John Mitchell, an officer of the Bureau of Immigration, is the guardian and last resident of Ellis Island in 1954. In this novel, Mitchell looks back over 45 years as gatekeeper to America and its promise of a better life. Winner of the 2015 European Union Prize for Literature.
It is a poignant tale of reminiscence, as well as a subtle commentary on current issues ... The book is a master study in emotion sans wordiness. Josse’s selection of the medium of journal writing for her anguished storyteller allows him to express these 'deeply troubling' memories in a safe space as they bubble up at the end of his Ellis tenure ... There’s subtle wit at play here, too ... Mitchell’s viewpoint is particularly interesting since it is that of an author from the other side of the Atlantic who chose to focus not on the immigrants themselves but rather on a character observing the passing tide of humanity ... a meditation on memory, but also a timely narrative on an unending condition.
The harsh realities of immigration are filtered through a man’s experiences in Gaëlle Josse’s novel, The Last Days of Ellis Island ... Ellis Island is as much a character as any of the people in the book. It is home to John, safe and familiar. But to the immigrants who pass through it on their way to Manhattan, it is a frightening, unpredictable gauntlet. John relays both perspectives with tender details ... The Last Days of Ellis Island is an absorbing novel in which beloved dreams are fast to shatter.

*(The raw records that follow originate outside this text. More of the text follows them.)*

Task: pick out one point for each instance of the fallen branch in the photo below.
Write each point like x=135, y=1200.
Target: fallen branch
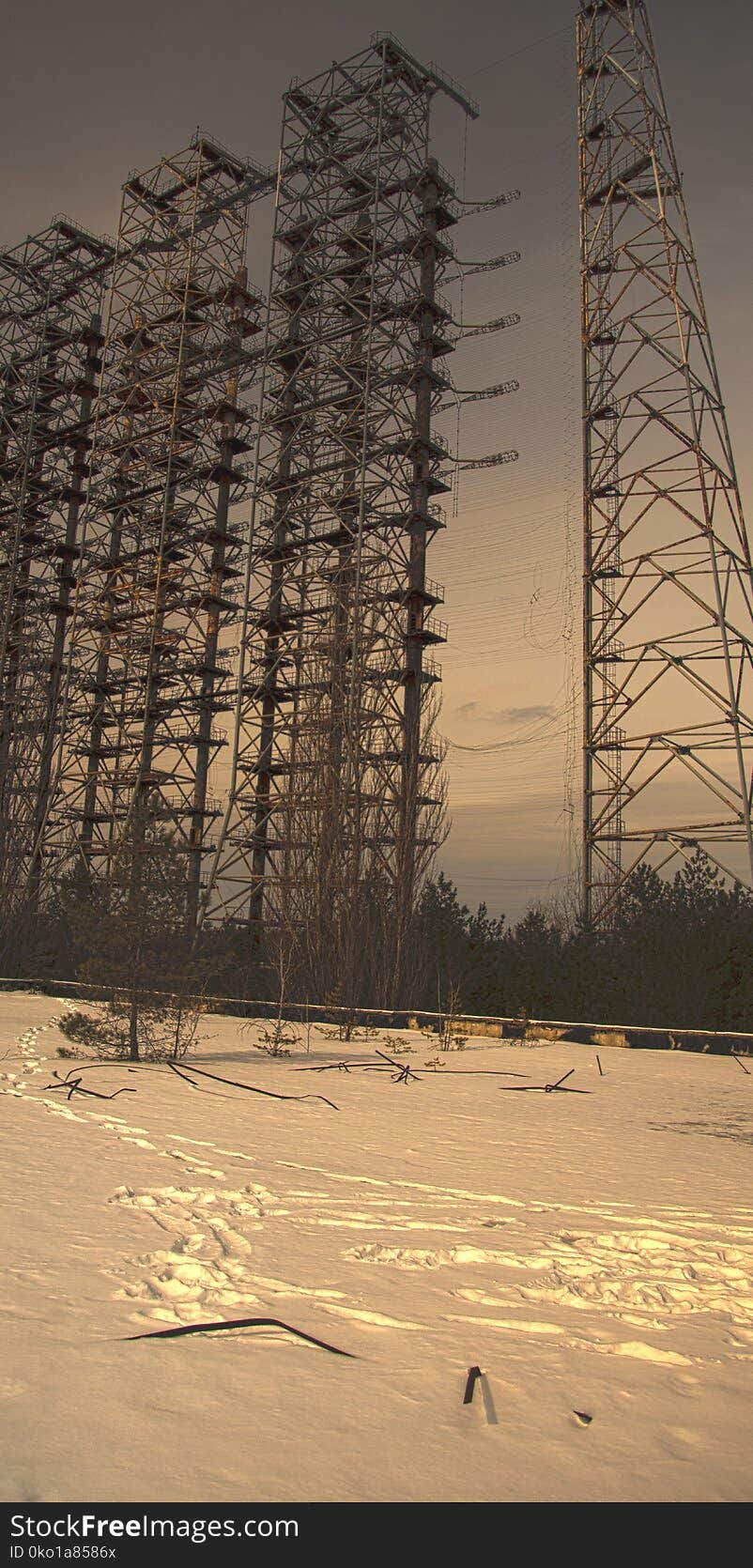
x=238, y=1322
x=474, y=1374
x=269, y=1093
x=74, y=1087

Gaëlle Josse’s intimate novel, winner of the European Union Prize for Literature and skillfully translated by Natasha Lehrer, is a powerful reflection on exile, immigration, and one’s sense of home ... [the protagonist] gives us a complex—and often painful—insight into the bleak conditions and harsh poverty that have driven people to seek out a new home, while also reflecting upon his own career and the people he has worked with, culminating in a very personal reflection on choice, regret, and what makes life meaningful ... What continues to fascinate, however, is the narrator’s continued choice to remain on Ellis Island, markedly contrasting with the forced detention of its inmates ... In this way, the novel is deeply psychological and moves beyond the wider context of the period to reveal the entrapment that can result from a certain way of living—with fears, with regret ... Josse masterfully creates a detailed world from what has been excluded ... complex and conflicted, beautifully capable of capturing simultaneously the varied spectrums of courage, suffering, and hope.